Cossin Sebastien, Diouf Serigne, Griffier Romain, Le Barrois d'Orgeval Philippine, Diallo Gayo, Jouhet Vianney
CHU de Bordeaux, Pôle de Santé Publique, Service d'information Médicale, Informatique et Archivistique Médicales (IAM), Bordeaux F-33000, France.
Inserm, Bordeaux Population Health Research Center, Team ERIAS, University of Bordeaux, UMR 1219, Bordeaux F-33000, France.
JAMIA Open. 2021 Mar 1;4(1):ooab005. doi: 10.1093/jamiaopen/ooab005. eCollection 2021 Jan.
Vital status is of central importance to hospital clinical research. However, hospital information systems record only in-hospital death information. Recently, the French government released a publicly available dataset containing death-certificate data for over 25 million individuals. The objective of this study was to link French death certificates to the Bordeaux University Hospital records to complete the vital status information.
Our linkage strategy was composed of a search engine to reduce the number of comparisons and machine-learning algorithms. The overall pipeline was evaluated by assembling a file containing 3,565 in-hospital deaths and 15,000 alive persons.
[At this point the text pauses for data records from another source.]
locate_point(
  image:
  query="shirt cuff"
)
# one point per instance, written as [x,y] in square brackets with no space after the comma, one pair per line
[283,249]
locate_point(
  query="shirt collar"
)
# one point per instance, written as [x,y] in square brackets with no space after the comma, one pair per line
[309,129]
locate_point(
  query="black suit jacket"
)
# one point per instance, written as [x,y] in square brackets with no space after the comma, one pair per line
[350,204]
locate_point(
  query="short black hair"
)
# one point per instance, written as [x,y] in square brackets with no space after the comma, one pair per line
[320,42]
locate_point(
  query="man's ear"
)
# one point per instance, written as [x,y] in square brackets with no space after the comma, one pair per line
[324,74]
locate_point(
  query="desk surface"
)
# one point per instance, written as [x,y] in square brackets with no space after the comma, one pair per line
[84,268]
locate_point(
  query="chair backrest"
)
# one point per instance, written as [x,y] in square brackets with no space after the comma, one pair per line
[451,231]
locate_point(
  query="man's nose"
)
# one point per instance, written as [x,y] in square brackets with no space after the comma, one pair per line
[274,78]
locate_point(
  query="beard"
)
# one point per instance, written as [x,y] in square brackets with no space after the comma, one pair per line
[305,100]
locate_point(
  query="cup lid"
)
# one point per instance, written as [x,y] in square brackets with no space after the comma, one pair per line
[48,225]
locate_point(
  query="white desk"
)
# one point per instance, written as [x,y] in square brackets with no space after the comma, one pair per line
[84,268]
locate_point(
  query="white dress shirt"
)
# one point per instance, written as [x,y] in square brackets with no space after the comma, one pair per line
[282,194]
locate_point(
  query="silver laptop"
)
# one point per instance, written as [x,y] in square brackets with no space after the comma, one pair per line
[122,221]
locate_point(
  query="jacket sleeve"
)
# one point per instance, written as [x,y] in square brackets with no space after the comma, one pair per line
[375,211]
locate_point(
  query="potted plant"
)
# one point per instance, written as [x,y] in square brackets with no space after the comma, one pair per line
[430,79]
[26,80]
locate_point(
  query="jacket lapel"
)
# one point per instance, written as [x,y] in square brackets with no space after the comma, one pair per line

The recall and precision of our linkage strategy were 97.5% and 99.97% for the upper threshold and 99.4% and 98.9% for the lower threshold, respectively.
In this study, we demonstrated the feasibility of accurately linking hospital records with death certificates using a search engine and machine learning.
生命状态对医院临床研究至关重要。然而,医院信息系统仅记录院内死亡信息。最近,法国政府发布了一个公开数据集,其中包含超过2500万个人的死亡证明数据。本研究的目的是将法国死亡证明与波尔多大学医院记录相链接,以完善生命状态信息。
我们的链接策略由一个用于减少比较次数的搜索引擎和机器学习算法组成。通过组装一个包含3565例院内死亡和15000例在世者的文件,对整个流程进行了评估。
对于较高阈值,我们链接策略的召回率和精确率分别为97.5%和99.97%;对于较低阈值,召回率和精确率分别为99.4%和98.9%。
在本研究中,我们证明了使用搜索引擎和机器学习将医院记录与死亡证明准确链接的可行性。